Finding Lazy Role Models
When picking my kids up from after-care last week, one of the staff members who was managing the door asked, “What do you have planned for the weekend?”
I said, “Nothing, hopefully.”
He didn’t believe me, arguing, “When you’re married with kids, you always have something to do, somewhere to go, or something to fix.”
I’m sure he was just making small talk, but I couldn’t let it go. I said, “Nah!”
Luckily, my kids then appeared at the door, rescuing us both from a pointless debate.
The exchange made me recall many conversations during recent reunions about how busy people felt. Yet when they described what made them busy, it was all completely optional—mostly things like kids’ activities and travel sports.
The striking thing was that these activities felt mandatory to them. There was seemingly no option other than to participate.

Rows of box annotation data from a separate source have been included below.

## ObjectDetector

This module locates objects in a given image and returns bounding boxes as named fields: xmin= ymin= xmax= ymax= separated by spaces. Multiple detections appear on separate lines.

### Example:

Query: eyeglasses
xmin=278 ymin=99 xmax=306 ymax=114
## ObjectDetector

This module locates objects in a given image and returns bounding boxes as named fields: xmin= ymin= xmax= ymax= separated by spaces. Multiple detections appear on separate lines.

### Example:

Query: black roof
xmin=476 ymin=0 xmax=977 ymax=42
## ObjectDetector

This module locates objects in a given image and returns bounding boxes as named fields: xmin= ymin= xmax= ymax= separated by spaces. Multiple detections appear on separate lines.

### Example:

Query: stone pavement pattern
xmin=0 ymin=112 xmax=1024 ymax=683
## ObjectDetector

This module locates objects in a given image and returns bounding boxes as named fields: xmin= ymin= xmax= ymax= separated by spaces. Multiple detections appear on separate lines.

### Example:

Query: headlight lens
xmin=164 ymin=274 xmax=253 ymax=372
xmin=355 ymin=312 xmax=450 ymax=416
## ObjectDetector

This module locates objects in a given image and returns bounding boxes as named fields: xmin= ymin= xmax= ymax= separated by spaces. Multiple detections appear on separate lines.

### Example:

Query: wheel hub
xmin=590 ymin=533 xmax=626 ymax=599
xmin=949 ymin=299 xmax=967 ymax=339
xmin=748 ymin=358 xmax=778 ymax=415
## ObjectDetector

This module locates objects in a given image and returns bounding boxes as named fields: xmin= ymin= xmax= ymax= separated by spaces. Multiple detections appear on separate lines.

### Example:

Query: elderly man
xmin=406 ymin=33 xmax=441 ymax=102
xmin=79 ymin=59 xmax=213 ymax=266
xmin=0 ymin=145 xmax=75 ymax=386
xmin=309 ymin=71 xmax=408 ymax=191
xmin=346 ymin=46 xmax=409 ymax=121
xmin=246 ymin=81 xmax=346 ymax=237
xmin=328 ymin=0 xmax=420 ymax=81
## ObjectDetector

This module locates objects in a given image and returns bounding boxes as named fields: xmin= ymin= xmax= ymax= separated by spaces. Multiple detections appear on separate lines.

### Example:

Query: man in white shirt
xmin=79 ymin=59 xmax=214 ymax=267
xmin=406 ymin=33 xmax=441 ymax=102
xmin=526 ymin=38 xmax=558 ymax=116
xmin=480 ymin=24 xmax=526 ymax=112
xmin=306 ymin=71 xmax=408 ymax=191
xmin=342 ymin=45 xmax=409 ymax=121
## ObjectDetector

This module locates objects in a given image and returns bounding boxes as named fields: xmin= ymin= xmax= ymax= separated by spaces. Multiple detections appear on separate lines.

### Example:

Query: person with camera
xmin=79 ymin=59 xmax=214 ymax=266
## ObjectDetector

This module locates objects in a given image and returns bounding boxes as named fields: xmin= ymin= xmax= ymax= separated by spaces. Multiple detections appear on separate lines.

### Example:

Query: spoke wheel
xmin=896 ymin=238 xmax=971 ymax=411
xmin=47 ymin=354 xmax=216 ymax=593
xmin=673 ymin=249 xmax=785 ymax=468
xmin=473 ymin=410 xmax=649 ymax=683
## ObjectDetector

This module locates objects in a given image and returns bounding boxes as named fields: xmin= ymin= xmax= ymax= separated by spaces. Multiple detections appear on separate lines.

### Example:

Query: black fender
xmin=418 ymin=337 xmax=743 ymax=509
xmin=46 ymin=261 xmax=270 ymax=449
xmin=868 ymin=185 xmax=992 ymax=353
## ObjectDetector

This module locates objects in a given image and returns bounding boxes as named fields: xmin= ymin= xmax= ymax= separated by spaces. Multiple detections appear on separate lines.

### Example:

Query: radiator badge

In contrast, Timothy Carney wrote an opinion piece for the Washington Post called “The ideal number of kids in a family: Four (at a minimum).” Carney is pro-family and believes that large families are great for society. I’m retired from the child creation game, so I’m not taking Carney’s advice on family size, but he makes an interesting point about how having a large family might make parenting easier. He writes:
“‘How do you do it?’ As parents of an unusually large brood, my wife and I get that question a lot. Sometimes I respond by bragging about my mass-produced breakfast sandwiches and zoo-trip techniques. But if I’m honest… [a truer answer] is that we don’t do a lot of things: travel sports, twee Saturday morning arts and crafts, Disney World.”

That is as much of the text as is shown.